L’inflazione morde e il potere di acquisto degli italiani si riduce. Nel mirino ci sono quindi pensioni e salari che andranno rivalutati dal prossimo anno. Ma mentre le retribuzioni sono oggetto di revisione contrattuale, le pensioni dovranno essere rivalutate dallo Stato.

Il meccanismo automatico che recepisce i dati Istat sull’inflazione, si chiama perequazione. E per il 2023 l’Inps stima una spesa complessiva per tenere al passo le pensioni col carovita, di 23 miliardi di euro.

Pensioni 2023, aumenti previsti intorno al 7%

Soldi che andranno stanziati con la legge di bilancio grazie anche alle maggiori entrate di quest’anno previste dalla crescita economica in atto.
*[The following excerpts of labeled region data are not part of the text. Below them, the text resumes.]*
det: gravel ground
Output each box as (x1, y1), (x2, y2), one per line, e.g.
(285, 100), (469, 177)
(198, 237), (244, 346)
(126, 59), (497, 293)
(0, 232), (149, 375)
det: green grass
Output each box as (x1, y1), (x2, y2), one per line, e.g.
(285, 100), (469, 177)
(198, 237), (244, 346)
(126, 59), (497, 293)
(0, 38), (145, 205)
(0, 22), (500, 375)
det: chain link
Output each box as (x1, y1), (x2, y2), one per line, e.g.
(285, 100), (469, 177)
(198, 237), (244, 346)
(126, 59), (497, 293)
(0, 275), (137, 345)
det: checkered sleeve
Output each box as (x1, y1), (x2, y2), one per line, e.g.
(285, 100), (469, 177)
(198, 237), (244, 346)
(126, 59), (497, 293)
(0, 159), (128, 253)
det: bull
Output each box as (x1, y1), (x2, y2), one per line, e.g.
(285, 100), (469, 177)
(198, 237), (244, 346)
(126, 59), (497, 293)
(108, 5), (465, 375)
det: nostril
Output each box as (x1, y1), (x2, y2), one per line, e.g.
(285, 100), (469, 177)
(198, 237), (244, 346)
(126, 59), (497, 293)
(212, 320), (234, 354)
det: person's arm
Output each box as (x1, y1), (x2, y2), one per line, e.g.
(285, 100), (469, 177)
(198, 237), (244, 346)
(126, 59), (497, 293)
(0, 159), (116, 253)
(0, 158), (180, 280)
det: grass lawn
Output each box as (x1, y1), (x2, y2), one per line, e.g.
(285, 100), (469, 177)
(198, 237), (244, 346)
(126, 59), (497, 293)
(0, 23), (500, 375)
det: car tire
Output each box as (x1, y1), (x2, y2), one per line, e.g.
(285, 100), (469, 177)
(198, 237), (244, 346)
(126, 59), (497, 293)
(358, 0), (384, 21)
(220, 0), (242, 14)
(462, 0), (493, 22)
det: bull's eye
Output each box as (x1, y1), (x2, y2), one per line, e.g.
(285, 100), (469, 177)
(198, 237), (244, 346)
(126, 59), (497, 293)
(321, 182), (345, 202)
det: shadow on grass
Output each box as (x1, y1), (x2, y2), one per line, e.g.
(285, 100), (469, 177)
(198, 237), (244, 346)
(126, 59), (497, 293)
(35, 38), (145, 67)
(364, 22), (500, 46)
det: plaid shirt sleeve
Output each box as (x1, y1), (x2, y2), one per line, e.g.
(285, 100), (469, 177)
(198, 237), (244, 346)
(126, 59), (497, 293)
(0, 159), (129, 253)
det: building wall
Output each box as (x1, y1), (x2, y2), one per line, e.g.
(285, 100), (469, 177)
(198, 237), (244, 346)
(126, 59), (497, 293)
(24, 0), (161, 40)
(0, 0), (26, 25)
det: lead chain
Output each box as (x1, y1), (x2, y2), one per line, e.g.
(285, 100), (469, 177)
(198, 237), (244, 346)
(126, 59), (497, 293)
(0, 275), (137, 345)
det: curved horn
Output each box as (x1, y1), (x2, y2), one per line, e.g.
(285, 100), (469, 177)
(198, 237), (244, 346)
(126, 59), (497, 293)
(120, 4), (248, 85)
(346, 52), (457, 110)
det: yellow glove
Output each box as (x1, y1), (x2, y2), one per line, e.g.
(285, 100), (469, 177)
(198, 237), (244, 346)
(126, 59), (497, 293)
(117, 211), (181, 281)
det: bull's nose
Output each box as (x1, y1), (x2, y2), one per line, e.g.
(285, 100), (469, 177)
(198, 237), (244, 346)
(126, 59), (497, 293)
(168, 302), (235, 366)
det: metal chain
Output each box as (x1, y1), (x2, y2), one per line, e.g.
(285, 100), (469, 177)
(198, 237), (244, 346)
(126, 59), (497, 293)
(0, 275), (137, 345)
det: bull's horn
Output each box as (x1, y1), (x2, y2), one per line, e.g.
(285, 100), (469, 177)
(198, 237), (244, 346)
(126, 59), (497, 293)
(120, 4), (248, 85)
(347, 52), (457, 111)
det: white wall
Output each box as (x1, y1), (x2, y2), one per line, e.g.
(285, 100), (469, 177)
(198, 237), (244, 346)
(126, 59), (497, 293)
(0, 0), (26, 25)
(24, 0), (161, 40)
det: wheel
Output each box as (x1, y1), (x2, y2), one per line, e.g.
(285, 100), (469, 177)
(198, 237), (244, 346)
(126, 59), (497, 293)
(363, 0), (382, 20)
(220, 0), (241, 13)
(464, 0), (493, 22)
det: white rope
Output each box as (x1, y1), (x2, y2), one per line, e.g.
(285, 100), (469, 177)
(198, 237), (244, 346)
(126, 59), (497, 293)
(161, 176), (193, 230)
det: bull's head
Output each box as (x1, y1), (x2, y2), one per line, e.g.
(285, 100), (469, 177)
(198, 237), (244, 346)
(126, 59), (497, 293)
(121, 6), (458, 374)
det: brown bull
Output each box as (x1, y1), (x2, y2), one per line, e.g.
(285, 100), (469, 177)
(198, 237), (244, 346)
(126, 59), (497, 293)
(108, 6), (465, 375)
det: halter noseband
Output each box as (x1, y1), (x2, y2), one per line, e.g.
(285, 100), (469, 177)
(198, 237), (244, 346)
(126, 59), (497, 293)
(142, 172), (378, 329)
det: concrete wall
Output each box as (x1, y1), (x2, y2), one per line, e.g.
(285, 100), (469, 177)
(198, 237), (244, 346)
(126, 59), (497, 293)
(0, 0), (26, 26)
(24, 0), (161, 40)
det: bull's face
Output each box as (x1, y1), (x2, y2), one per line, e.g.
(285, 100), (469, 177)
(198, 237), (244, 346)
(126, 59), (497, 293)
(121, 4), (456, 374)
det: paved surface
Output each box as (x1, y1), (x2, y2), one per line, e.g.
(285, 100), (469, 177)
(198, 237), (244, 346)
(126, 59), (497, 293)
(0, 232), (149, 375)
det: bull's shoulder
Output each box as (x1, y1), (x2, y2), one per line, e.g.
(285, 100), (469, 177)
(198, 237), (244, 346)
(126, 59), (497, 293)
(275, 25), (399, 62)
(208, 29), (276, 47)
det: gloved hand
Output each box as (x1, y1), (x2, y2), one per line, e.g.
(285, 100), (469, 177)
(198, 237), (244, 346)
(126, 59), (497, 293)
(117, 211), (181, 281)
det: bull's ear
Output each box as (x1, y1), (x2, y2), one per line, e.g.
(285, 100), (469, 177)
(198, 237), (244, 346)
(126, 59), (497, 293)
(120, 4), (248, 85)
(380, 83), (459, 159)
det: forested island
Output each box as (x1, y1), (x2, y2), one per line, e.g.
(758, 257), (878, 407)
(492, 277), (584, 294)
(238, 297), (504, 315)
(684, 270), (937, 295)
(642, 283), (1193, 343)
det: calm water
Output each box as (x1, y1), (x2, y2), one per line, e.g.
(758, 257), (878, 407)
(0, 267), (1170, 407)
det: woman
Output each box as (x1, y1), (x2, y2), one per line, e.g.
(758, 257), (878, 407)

Secondo il Def 2022, le pensioni dovrebbero quindi aumentare per 16 milioni di beneficiari di circa il 7%.

Attenzione, però, perché non tutti gli assegni godono dell’incremento pieno. Al momento la legge ha ripristinato le tre fasce originarie per la rivalutazione degli assegni e che sono al

  • 100% per importi fino a 2.6062,32 euro al mese;
  • 80,9% per importi da 20.60,33 e 2.577,90 euro al mese;
  • 77,4% per importi superiori a 2.577,91 euro al mese.

Una scaletta che potrebbe cambiare dal 2023, visto che il governo è intenzionato a difendere soprattutto i redditi bassi per contrastare l’inflazione. Anche perché, secondo l‘Ufficio parlamentare di bilancio (Upb), nei prossimi tre anni lo Stato dovrà sborsare 45,4 miliardi di euro per tutelare il potere d’acquisto dei pensionati.

Rivalutazioni al centro della manovra finanziaria

E’ quindi possibile, secondo gli esperti, che le pensioni medie e alte possano non essere più penalizzate nel processo di perequazione rispetto alle attuali fasce. E, poiché non è più possibile chiedere un contributo di solidarietà per gli assegni d’oro e d’argento, non è escluso che gli incrementi possano essere associati al Isee.

L’obiettivo è quello di ridurre le diseguaglianze che con l’inflazione aumentano proprio perché salari e pensioni basse non sono in grado di contrastare il fenomeno.

E, come risulta dai dati annuali di recente presentati dall’Inps, in Italia 4 pensionati su 10 percepiscono meno di 12 mila euro all’anno di pensione.

Si tratta di circa 6,4 milioni di pensionati ai quali dovrà essere garantita necessariamente la piena rivalutazione degli assegni. A scapito di chi non ha necessità di difendere il potere di acquisto perché gode di rendite alte.